As to One Composer—Excluding All Others
If I am deeply interested in Beethoven's music can I not find in him all that there is in music, in both an æsthetic and a technical sense? Is any one's music more profound?
You imagine yourself in an impenetrable stronghold whence, safe from all attacks, you may look upon all composers (except Beethoven) with a patronizing, condescending smile. But you are gravely in error. Life is too rich in experience, too many-sided in its manifestations, to permit any one master, however great, to exhaust its interpretation through his art. If you base your preference for Beethoven upon your sympathies, and if, for this reason, his music satisfies you better than that of any other composer, you are to be complimented upon your good taste. But that gives you no right to contest, for instance, the profoundness of Bach, the æsthetic charm of Chopin, the wonders of Mozart's art, nor the many and various merits of your contemporary composers. The least that one can be charged with who finds the whole of life expressed in any one composer is one-sidedness, not to speak of the fact that the understanding cannot be very deep for one master if it is closed to all others. One of the chief requirements for true connoisseurship is catholicity of taste.
A Sensible Scheme of Playing for Pleasure
I am fifty-six years old, live in the mountains sixty-five miles from any railroad, alone with my husband, and I have not taken lessons in thirty-five years.
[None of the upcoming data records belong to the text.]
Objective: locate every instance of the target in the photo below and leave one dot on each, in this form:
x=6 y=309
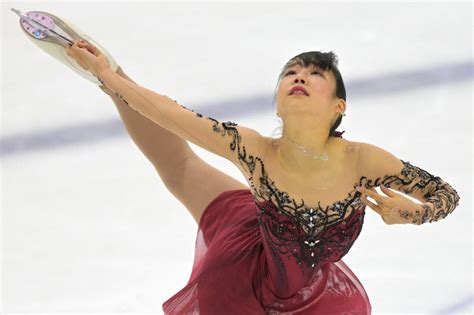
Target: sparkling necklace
x=323 y=157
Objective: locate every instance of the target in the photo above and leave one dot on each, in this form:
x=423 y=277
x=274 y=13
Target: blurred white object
x=54 y=35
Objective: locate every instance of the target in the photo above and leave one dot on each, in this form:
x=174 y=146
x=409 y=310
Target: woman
x=275 y=247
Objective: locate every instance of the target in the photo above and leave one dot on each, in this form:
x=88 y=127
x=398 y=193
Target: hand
x=394 y=209
x=88 y=57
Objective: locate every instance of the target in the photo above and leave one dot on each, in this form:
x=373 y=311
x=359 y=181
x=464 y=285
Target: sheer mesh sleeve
x=440 y=198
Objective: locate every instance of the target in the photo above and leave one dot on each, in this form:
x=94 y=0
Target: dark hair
x=325 y=61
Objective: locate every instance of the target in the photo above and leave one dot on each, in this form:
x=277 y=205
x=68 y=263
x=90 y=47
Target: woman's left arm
x=383 y=169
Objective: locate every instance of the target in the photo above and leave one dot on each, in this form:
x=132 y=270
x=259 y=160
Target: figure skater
x=274 y=246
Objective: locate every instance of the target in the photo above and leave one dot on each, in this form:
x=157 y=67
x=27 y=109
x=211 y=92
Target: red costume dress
x=254 y=257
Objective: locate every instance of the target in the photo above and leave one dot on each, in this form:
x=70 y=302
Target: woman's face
x=319 y=84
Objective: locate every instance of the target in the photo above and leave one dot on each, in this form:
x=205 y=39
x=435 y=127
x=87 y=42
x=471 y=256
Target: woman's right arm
x=164 y=149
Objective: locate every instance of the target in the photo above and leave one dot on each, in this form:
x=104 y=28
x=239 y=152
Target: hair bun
x=338 y=133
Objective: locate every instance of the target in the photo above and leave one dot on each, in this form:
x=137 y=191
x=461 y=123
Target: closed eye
x=292 y=71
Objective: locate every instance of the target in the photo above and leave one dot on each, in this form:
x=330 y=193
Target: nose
x=298 y=79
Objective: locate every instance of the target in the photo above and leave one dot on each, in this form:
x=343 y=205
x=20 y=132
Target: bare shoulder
x=376 y=162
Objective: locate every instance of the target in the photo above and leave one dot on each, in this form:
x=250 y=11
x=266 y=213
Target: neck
x=317 y=143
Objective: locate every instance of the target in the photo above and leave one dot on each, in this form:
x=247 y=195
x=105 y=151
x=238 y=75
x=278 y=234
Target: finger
x=90 y=48
x=387 y=191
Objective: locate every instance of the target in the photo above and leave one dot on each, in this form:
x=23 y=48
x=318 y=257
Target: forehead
x=297 y=65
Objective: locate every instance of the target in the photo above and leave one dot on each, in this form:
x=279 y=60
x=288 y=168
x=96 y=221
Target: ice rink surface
x=87 y=224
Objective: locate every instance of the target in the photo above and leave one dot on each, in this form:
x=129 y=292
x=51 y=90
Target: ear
x=340 y=105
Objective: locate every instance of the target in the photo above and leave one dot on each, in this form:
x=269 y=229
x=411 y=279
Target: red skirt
x=230 y=273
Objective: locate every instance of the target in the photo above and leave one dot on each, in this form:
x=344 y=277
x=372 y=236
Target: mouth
x=298 y=90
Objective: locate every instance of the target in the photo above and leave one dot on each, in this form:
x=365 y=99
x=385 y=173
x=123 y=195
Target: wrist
x=426 y=212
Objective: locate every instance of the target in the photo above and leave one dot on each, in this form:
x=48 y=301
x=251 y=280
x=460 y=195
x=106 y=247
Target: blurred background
x=88 y=225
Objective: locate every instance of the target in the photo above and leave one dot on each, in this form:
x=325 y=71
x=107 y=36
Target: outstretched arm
x=164 y=149
x=225 y=139
x=437 y=196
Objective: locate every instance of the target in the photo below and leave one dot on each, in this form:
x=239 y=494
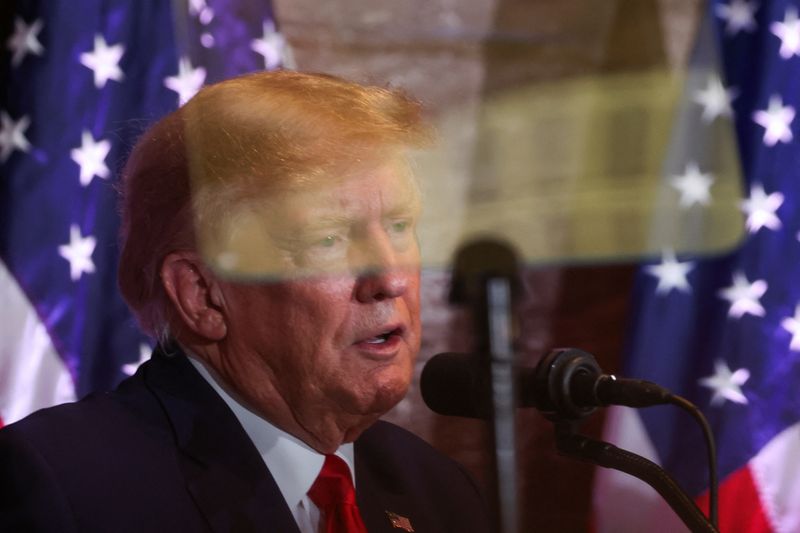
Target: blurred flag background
x=81 y=80
x=725 y=331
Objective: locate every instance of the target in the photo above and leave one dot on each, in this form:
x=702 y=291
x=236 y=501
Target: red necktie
x=335 y=496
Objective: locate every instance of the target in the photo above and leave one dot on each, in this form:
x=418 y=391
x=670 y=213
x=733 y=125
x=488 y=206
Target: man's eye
x=399 y=226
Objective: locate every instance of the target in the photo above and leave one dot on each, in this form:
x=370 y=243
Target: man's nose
x=382 y=272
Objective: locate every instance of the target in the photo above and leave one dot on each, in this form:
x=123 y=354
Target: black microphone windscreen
x=454 y=385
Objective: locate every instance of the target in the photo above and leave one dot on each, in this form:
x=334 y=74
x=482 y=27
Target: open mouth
x=383 y=337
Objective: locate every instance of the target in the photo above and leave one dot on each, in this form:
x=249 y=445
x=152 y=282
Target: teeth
x=379 y=339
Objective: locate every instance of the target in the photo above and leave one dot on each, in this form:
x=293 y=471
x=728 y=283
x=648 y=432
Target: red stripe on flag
x=740 y=507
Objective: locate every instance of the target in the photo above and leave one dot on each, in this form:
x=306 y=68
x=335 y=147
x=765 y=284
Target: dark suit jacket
x=163 y=452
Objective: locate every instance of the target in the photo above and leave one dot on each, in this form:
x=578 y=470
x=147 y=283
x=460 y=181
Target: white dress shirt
x=292 y=463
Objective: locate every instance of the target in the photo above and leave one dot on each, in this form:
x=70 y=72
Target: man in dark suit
x=268 y=243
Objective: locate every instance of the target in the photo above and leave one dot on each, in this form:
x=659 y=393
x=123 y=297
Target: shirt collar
x=293 y=464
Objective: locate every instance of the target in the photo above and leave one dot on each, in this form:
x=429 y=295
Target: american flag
x=80 y=84
x=725 y=331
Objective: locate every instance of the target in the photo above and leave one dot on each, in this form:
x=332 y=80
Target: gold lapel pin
x=400 y=522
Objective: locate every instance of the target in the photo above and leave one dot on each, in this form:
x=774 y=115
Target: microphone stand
x=485 y=275
x=571 y=444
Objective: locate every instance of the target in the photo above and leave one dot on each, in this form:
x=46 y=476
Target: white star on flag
x=715 y=99
x=776 y=121
x=670 y=273
x=270 y=45
x=104 y=61
x=144 y=355
x=12 y=135
x=760 y=209
x=792 y=325
x=788 y=32
x=744 y=296
x=694 y=186
x=725 y=384
x=24 y=40
x=738 y=16
x=78 y=252
x=188 y=81
x=91 y=158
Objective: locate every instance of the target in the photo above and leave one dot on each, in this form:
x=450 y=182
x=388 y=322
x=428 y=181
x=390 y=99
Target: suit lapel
x=377 y=493
x=224 y=472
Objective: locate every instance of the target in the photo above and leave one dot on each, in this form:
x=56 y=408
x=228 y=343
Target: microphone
x=566 y=384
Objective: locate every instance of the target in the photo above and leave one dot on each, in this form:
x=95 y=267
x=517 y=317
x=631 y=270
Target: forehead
x=376 y=191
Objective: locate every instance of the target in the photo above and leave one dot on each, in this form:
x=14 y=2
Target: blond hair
x=237 y=139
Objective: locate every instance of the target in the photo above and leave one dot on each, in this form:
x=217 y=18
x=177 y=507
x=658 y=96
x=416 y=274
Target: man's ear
x=195 y=294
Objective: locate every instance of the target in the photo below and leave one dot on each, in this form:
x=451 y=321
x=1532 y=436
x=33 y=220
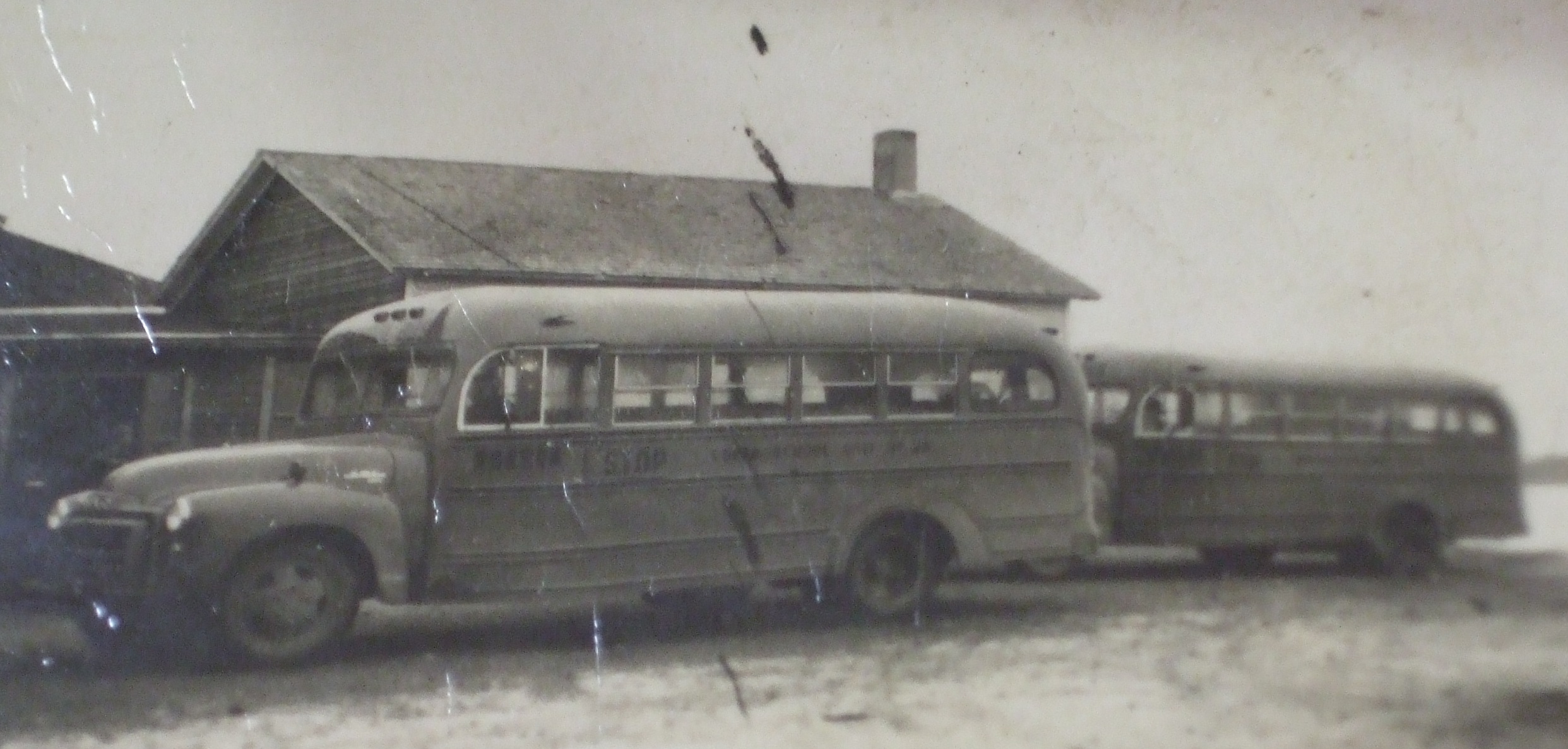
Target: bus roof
x=679 y=319
x=1131 y=367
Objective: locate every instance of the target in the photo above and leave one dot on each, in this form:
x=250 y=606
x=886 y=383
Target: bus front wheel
x=894 y=568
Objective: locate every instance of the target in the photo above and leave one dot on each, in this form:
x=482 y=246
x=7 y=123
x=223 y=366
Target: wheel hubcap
x=286 y=601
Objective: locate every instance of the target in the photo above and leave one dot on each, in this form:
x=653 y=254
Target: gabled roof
x=37 y=274
x=499 y=223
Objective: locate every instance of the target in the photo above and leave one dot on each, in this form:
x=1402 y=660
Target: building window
x=750 y=386
x=656 y=387
x=921 y=384
x=841 y=386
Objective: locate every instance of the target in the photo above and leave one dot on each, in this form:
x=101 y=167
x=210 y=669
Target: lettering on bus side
x=520 y=458
x=634 y=461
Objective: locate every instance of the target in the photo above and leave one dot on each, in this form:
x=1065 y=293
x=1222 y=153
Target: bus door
x=1168 y=464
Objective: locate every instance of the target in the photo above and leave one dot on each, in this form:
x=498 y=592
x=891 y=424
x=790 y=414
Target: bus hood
x=357 y=463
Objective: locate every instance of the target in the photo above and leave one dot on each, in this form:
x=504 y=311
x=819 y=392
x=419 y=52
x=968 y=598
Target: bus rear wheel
x=1408 y=544
x=893 y=569
x=287 y=602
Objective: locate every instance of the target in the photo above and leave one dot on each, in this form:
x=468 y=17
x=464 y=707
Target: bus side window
x=1482 y=422
x=1112 y=404
x=1159 y=413
x=1208 y=413
x=749 y=386
x=656 y=387
x=1002 y=383
x=1256 y=416
x=1363 y=419
x=1415 y=422
x=840 y=386
x=504 y=389
x=571 y=386
x=1313 y=416
x=922 y=384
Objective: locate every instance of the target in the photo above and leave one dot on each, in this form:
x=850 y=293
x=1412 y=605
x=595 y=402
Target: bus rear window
x=656 y=387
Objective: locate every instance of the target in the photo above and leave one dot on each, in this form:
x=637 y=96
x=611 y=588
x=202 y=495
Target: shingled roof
x=37 y=274
x=427 y=218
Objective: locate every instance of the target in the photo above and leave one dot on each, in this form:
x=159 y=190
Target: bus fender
x=226 y=522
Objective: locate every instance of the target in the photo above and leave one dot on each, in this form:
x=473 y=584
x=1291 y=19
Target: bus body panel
x=1280 y=491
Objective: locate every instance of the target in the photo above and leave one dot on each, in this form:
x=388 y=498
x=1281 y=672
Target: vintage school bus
x=1244 y=458
x=535 y=442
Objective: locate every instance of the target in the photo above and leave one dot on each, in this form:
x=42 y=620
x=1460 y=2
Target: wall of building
x=287 y=268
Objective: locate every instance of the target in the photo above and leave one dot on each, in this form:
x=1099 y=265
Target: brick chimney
x=893 y=162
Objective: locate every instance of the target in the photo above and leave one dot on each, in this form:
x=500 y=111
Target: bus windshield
x=377 y=384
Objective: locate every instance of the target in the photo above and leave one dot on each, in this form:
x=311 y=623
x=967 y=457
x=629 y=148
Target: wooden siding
x=289 y=268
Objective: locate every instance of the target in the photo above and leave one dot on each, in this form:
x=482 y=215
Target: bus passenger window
x=1452 y=422
x=1363 y=419
x=1112 y=404
x=750 y=386
x=838 y=386
x=1256 y=416
x=1415 y=422
x=571 y=386
x=1482 y=422
x=1208 y=413
x=922 y=384
x=1002 y=383
x=1159 y=413
x=504 y=391
x=655 y=389
x=1313 y=416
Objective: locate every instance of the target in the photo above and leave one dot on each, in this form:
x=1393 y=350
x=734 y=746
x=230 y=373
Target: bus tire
x=1239 y=558
x=894 y=568
x=287 y=602
x=1408 y=543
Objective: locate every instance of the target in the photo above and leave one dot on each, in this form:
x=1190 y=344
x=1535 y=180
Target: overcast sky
x=1379 y=182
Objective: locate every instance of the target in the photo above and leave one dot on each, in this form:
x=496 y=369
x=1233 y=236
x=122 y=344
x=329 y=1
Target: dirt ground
x=1131 y=654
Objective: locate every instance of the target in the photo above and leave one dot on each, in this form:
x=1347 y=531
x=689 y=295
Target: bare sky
x=1366 y=180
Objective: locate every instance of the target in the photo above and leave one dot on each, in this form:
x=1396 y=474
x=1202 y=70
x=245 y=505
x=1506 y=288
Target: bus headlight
x=179 y=514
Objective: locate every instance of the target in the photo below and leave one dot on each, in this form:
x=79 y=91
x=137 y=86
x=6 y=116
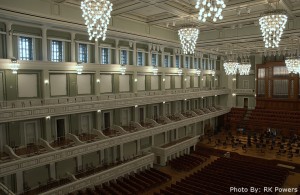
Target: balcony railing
x=104 y=176
x=71 y=152
x=71 y=105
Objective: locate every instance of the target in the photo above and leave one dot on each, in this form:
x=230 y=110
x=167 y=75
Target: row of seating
x=133 y=184
x=185 y=162
x=222 y=174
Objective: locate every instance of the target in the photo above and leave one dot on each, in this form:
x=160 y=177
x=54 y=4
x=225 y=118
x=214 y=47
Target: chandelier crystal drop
x=188 y=38
x=293 y=64
x=231 y=67
x=272 y=23
x=96 y=14
x=210 y=8
x=244 y=68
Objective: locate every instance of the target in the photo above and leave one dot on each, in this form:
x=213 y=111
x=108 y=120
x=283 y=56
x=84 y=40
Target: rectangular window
x=154 y=59
x=167 y=61
x=104 y=56
x=140 y=58
x=124 y=57
x=56 y=51
x=177 y=61
x=187 y=62
x=25 y=48
x=196 y=61
x=83 y=53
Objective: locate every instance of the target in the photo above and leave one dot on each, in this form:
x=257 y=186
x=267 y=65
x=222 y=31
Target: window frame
x=62 y=50
x=33 y=56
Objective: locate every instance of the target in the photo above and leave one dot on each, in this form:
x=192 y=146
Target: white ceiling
x=175 y=13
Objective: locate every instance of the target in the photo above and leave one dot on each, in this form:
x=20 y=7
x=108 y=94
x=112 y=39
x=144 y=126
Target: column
x=73 y=45
x=121 y=152
x=44 y=44
x=9 y=47
x=79 y=162
x=149 y=55
x=97 y=52
x=52 y=171
x=134 y=56
x=117 y=56
x=20 y=182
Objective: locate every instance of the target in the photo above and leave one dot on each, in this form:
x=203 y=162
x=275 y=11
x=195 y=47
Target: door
x=85 y=124
x=30 y=133
x=3 y=137
x=60 y=128
x=142 y=115
x=106 y=120
x=245 y=102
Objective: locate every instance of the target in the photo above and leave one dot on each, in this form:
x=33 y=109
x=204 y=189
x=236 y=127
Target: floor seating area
x=185 y=162
x=219 y=176
x=136 y=183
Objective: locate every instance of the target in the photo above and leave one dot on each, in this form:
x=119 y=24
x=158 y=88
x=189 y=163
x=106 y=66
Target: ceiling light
x=14 y=66
x=96 y=14
x=272 y=23
x=210 y=8
x=188 y=38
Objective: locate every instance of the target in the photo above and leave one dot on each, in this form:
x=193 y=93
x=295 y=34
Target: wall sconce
x=79 y=67
x=123 y=69
x=155 y=70
x=179 y=71
x=14 y=66
x=198 y=72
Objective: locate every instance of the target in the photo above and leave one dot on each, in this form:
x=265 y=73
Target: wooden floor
x=293 y=180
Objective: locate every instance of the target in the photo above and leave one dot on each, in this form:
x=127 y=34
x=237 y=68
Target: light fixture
x=79 y=68
x=293 y=64
x=198 y=72
x=123 y=69
x=188 y=37
x=14 y=66
x=96 y=14
x=272 y=23
x=210 y=8
x=179 y=71
x=155 y=70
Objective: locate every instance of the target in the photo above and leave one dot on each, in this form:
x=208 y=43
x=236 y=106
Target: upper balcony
x=103 y=141
x=38 y=108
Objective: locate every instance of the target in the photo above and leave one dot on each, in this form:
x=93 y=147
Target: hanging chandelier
x=272 y=23
x=293 y=64
x=188 y=38
x=210 y=8
x=231 y=67
x=96 y=14
x=244 y=68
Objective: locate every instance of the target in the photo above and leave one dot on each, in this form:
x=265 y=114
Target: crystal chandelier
x=293 y=64
x=272 y=23
x=188 y=38
x=244 y=68
x=230 y=67
x=210 y=8
x=96 y=14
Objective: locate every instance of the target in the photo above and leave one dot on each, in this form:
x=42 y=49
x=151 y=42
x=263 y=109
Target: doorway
x=245 y=102
x=60 y=128
x=106 y=120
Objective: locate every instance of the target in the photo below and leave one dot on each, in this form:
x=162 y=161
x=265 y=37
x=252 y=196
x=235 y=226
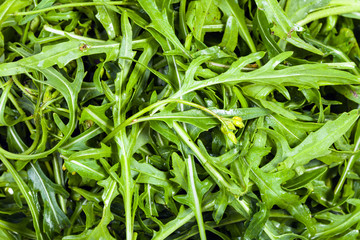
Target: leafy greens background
x=179 y=119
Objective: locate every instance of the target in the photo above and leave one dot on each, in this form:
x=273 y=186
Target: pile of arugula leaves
x=179 y=119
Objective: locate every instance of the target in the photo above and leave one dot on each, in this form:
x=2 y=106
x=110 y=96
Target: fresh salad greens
x=179 y=119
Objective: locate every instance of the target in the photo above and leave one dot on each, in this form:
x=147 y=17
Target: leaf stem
x=134 y=117
x=68 y=5
x=27 y=193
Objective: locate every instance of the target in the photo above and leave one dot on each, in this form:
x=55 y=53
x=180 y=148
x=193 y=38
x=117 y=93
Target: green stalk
x=68 y=5
x=191 y=174
x=348 y=167
x=133 y=118
x=28 y=195
x=216 y=176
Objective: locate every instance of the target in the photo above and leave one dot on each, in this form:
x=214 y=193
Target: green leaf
x=108 y=19
x=54 y=219
x=86 y=168
x=283 y=26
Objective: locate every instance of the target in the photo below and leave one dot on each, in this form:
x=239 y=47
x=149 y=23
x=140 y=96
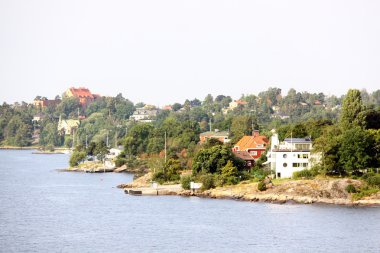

Do you think "Pischna" would help me much to regain my former ability to play? If not, what would you advise me to do?
Refrain from all especially technical work. Since your love of music is strong enough to cause you to resume your playing you should take as much pleasure in it as possible and work technically only in the pieces you play—that is, in those places which offer you difficulties. Decide upon a comfortable fingering first, and practise the difficult places separately and slowly until you feel that you can venture to play them in their appropriate speed.
First Learn to Play Simple Things Well
What pieces would you advise me to memorize after Rachmaninoff's Prelude in C-sharp minor and Chopin's A-flat Ballade? These pieces do not appeal to the majority of people, but I enjoy them.
If such a work as Chopin's Ballade in A-flat does not "appeal to the majority"—as you say—the fault cannot lie in the composition, but must be sought in the interpretation. Why not try a few pieces of lesser complexity and play them so perfectly that they do appeal to the majority. Try Chopin's Nocturne, opus 27, No. 2; Schumann's Romanza, opus. 28, No. 2; or his "Traumerei," or some of the more pretentious "Songs Without Words" by Mendelssohn.